第三次大戦の夢を見たと医者で言ったら、狂ってると言われ、恋人と下水道へ隠れ、街を歩きまわる。キャデラックをみつけ、それに乗って42番ストリートを下る。「こいつは、戦争が終わったあとに乗るにはいいクルマだ」。

反戦ソングではない。不思議な高揚感に包まれる詩である。

アイ・シャルビー・フリー

酩酊者の詩である。

四分の三、酔っていて、女を引っ掛ける。プレジデント・ケネディが電話をかけてきた。「マイフレンド・ボブ、国家の成長には何が必要かな」「マイフレンド・ジョン、それは、ブリジット・バルドーだよ、それにアニタ・エクバーグと、ソフィア・ローレンさ」

この調子で続く。「なんでいつも酔っ払っているかって、それは頭が平ったくなるし、心が軽くなるからさ」。酔った状態を歌い続ける。聴いていて私はとても気分がいい。

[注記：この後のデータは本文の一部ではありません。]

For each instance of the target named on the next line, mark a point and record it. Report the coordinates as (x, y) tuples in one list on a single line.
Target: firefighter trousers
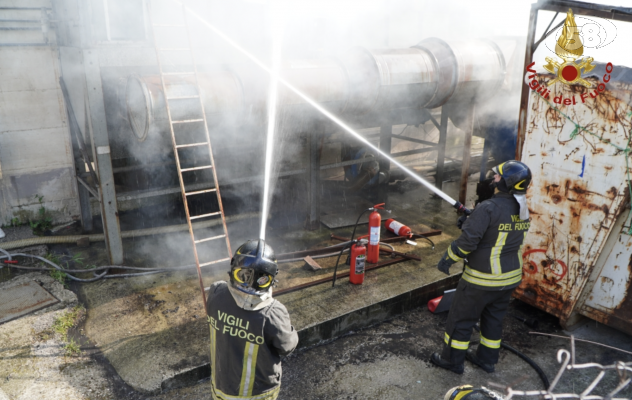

この時期のディランの詩は、常に遠くを見ている。自分がいる場所ではなく、ここより他の場所を強く意識して、自分たちが踏んでいない地平を歌う。想像できるかぎりの遠くを夢想するようにと教えられているようだ。

ディランの言葉を聞いているだけで、精神が身体から離れる気分になる。夢想の旅に誘われ、別の世界に迷い込み、異次元で走り回る。夢見るような時間が過ぎる。それが若きディランの詩である。